I finished another unintended plumbing project yesterday. After the last one, I had my brother’s snake and wanted to make use of it before I returned it. My bathroom sinks had been slow to drain, so I decided to work on them. The pedestal sink had plastic pipes, but I would have to try to take apart the sink to get access. I went for the one with the more traditional vanity, but with metal piping. And, of course, something broke: The flares on both ends of a joint between the trap and a curved pipe that went into the wall.
I continued on with my snaking, only to find that it probably wasn’t even that useful to do. The pipe runs down into the basement and T’s into a big horizontal 6 incher. It probably either went straight across or simply got stuck on the wall of the big pipe, but whatever the case, I’m pretty sure it wouldn’t be able to make the turn into the big pipe and do anything useful.

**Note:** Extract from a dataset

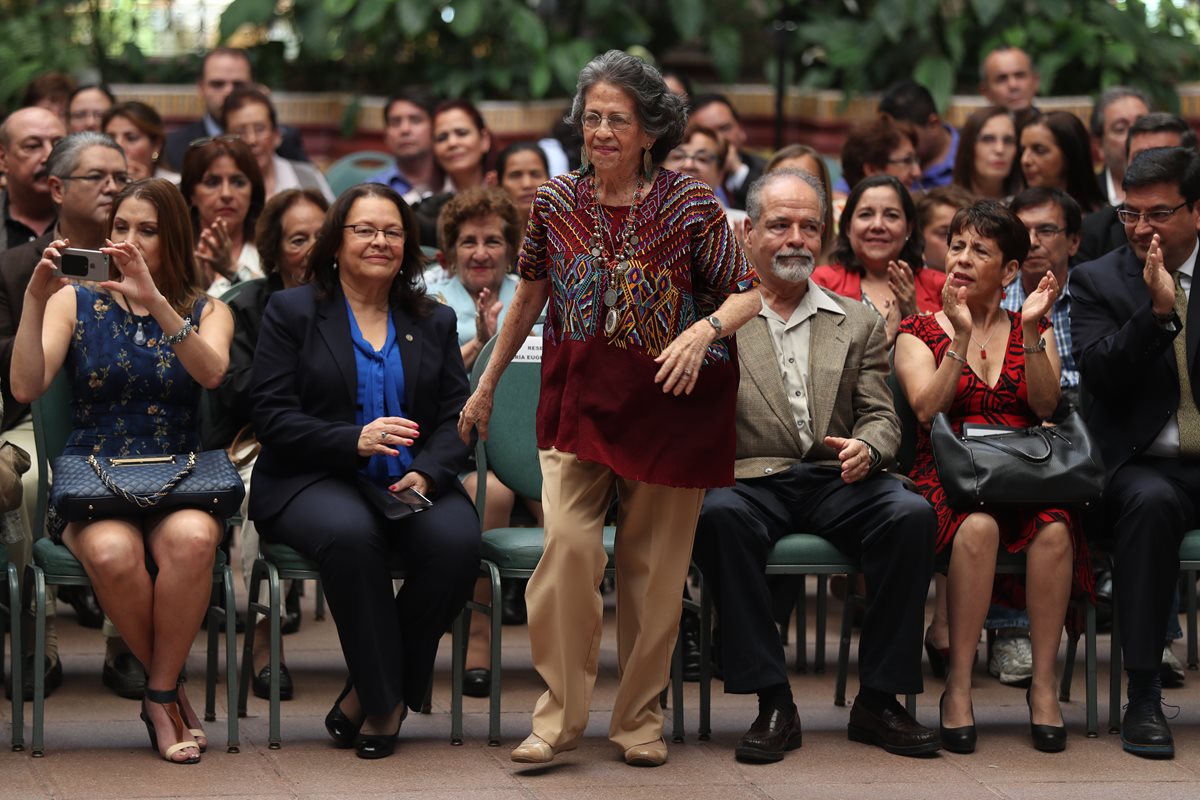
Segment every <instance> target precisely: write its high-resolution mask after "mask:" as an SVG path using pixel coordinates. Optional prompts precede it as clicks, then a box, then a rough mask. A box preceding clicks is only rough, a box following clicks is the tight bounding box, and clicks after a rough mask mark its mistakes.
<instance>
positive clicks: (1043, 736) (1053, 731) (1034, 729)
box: [1025, 690, 1067, 753]
mask: <svg viewBox="0 0 1200 800" xmlns="http://www.w3.org/2000/svg"><path fill="white" fill-rule="evenodd" d="M1025 704H1026V705H1027V706H1030V738H1031V739H1033V748H1034V750H1039V751H1042V752H1043V753H1061V752H1062V751H1064V750H1067V726H1066V724H1034V723H1033V703H1032V700H1031V699H1030V690H1025Z"/></svg>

I took some time figuring out a solution, and then last night bought the pieces and put it together. I filed off the remainder of the flare on the pipe going into the wall. A plastic J trap was slightly too long to line up with the two existing pipes, so I bought one with a bellows type bendable part. The difference was almost too small to have the bellows do, but I made it work. I had to clean the existing pipes pretty good, and use a 1 1/4″ to 1 1/2″ slip gasket on both ends to adapt to the larger trap. They were hard to get onto the metal. The one on the curve going into the wall was particularly hard to get to seal, and leaked like a sieve when I first tried it. I had to carefully reposition it and tighten the nut really hard to get it to not leak.
It is holding, but I will probably leave a bucket underneath for a while, just in case. If it does fail, I have one more chance without having to go into the wall. I can use my angle grinder or hack saw to cut the pipe past the bend, clean it up, then get a plastic curve to connect to it. Going onto the straight piece might work better.